Traditional panhandle PCR (Jones and Winistorfer 1992), inverse PCR (Ochman et al. 1988; Benkel and Fong 1996; Uchiyama and Watanabe 2006) and terminal modification-dependent PCR (Tsuchiya et al. 2009; Ashrafmansouri et al. 2020) involve pretreatments prior to the PCR reactions, such as endonuclease cleavage and DNA ligation, which reduce the walking efficiency and increase the cost and workload (Jeung et al. 2005). Therefore, the development of a truly PCR-based genome-walking technique is desired. Universal fast walking (Myrick and Gelbart 2002) and its variants (Park 2005; Wang et al. 2007) are completely PCR-based techniques. However, these techniques do not always result in positive outcomes because the exclusive single walking primer sometimes fails to bind to the DNA of interest. Moreover, the number of ssDNAs anticipated to form panhandle-like molecules is limited, which also reduces the success rates of these methods. In our method, more than one ISA root can be obtained from the known region between SSP2 and SSP3 (Fig. 1), and any ISA root can result in many ISA primers by adding buds at the 3’ end. Thus, SSP1 can pair with various ISA primers, allowing a set of parallel PCR reactions to be conducted. We hypothesize that at least one ISA primer will successfully anneal to some site on the unknown DNA of interest at the low-stringency cycle, resulting in the guaranteed success of the method. In addition, an ISA primer should have a distinctive annealing site because of its unique 3’ bud. Thus, a rather long fragment may be produced if parallel PCR reactions are performed. These features ensure the high walking efficiency and success rate of DAR-PCR.

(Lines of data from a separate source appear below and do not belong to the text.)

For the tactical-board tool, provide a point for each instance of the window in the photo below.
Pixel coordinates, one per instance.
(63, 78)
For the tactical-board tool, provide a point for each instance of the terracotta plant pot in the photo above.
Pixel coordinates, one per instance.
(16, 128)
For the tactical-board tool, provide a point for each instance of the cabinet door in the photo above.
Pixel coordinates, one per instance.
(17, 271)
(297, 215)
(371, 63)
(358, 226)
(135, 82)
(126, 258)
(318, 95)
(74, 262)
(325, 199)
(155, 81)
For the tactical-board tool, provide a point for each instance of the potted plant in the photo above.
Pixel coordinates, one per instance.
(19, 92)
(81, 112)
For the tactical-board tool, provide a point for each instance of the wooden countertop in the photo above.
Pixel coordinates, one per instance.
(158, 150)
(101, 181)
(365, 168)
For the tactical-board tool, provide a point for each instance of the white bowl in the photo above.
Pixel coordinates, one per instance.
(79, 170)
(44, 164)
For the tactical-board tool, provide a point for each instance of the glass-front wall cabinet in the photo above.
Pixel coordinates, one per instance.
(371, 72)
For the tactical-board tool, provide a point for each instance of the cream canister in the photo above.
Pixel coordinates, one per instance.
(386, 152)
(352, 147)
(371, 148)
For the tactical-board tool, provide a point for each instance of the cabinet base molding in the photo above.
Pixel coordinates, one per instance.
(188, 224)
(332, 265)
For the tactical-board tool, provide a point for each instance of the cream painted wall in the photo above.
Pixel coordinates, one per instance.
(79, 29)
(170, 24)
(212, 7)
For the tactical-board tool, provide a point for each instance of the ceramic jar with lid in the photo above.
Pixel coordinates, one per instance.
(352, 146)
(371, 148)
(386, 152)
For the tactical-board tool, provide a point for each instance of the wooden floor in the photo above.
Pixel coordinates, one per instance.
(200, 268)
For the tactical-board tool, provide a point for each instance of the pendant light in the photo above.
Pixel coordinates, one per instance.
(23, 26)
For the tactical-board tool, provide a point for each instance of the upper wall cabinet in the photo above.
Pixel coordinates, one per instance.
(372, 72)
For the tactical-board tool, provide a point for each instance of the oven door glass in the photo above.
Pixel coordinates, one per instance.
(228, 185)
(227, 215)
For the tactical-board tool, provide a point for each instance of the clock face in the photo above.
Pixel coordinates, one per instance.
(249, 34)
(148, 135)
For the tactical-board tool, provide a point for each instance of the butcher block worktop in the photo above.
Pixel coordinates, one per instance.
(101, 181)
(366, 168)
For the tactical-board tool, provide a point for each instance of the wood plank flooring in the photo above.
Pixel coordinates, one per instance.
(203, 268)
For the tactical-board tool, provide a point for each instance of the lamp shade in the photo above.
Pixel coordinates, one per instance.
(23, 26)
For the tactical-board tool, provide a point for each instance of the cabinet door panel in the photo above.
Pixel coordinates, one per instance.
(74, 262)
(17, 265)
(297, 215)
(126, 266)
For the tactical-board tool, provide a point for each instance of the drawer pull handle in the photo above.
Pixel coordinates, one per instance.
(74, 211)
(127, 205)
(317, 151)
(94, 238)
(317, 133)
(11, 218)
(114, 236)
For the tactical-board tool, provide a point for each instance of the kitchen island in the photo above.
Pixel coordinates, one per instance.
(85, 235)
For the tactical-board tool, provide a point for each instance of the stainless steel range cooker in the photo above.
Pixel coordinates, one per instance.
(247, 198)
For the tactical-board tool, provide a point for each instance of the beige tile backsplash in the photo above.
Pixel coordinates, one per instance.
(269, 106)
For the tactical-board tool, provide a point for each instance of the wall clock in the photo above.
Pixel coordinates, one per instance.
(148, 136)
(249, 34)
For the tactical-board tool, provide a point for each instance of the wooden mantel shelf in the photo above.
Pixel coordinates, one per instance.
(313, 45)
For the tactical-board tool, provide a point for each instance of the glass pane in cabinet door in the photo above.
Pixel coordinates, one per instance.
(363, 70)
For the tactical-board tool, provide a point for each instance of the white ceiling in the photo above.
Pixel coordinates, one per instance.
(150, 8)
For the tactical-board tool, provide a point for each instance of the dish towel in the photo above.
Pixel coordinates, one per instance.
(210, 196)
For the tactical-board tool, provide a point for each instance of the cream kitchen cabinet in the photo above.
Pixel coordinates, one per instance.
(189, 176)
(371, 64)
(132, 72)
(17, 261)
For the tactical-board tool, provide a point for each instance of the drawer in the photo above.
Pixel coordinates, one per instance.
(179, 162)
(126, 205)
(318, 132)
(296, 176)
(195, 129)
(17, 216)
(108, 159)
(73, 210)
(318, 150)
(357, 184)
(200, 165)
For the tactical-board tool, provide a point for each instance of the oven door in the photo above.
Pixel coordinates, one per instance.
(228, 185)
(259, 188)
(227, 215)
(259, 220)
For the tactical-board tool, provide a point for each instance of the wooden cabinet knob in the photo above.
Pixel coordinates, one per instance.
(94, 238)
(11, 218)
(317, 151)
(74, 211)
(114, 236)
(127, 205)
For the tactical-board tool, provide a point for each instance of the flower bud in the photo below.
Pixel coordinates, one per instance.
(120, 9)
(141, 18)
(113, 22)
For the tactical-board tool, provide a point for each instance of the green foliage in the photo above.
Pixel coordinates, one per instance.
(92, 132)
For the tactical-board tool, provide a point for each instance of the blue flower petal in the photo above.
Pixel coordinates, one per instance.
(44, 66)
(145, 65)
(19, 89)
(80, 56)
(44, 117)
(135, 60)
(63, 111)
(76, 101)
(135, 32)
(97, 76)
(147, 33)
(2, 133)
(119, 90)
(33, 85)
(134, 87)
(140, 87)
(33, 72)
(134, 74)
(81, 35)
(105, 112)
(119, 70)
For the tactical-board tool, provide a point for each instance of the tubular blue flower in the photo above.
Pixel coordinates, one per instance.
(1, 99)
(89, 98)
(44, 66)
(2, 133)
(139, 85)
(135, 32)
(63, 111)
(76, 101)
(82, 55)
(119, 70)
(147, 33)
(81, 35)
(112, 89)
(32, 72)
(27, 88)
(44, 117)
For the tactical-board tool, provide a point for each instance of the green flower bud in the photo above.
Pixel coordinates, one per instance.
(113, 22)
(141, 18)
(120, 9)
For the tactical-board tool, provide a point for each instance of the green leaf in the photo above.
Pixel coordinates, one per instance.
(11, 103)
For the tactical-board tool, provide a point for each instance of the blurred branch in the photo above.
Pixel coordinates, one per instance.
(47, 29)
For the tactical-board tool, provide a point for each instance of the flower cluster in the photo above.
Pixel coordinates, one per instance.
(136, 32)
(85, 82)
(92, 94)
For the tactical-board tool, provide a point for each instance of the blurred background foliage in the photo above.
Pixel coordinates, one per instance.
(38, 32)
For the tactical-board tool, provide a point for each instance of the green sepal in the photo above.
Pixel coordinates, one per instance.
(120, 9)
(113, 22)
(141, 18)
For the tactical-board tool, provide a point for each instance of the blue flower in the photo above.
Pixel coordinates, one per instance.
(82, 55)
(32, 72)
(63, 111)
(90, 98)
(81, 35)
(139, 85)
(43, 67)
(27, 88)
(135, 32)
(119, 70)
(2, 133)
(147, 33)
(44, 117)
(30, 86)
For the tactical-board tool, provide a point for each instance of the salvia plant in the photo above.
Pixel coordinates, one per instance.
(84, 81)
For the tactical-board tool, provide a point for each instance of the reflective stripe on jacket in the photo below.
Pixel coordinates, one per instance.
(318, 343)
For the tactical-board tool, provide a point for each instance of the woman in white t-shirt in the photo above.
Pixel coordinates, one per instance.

TAIL-PCR (Tan et al. 2019) and POP-PCR (Li et al. 2015) are versatile genome-walking methods. The two methods dilute undesired products owing to the differential annealing between the walking primer and SSP. Thus, the two methods enrich target DNAs by having the efficiency of the specific amplification surpass that of non-specific amplification, which implies that non-specific amplification is not negligible. For specificity and efficiency, DAR-PCR is superior to TAIL-PCR or POP-PCR because its secondary reaction is performed using a completely sequence-specific primer pair.

In some cases, multiple bands appeared in the gel (Fig. 2). This multi-band phenomenon is common in most PCR-based DNA-walking technologies, and it may be interpreted as the walking primer annealing to multiple sites on the unknown region of interest (Tan et al. 2019; Liu and Chen 2007).

A new tool, DAR-PCR, has been established for the efficient determination of unknown DNA. This method dispenses with extra steps prior to PCR reactions and decreases the number of artifacts that occur in available genome-walking strategies. This method has many potential applications in molecular biology and related areas. DAR-PCR is a promising alternative to the existing DNA walking methods owing to its high specificity and efficiency, along with its simplicity.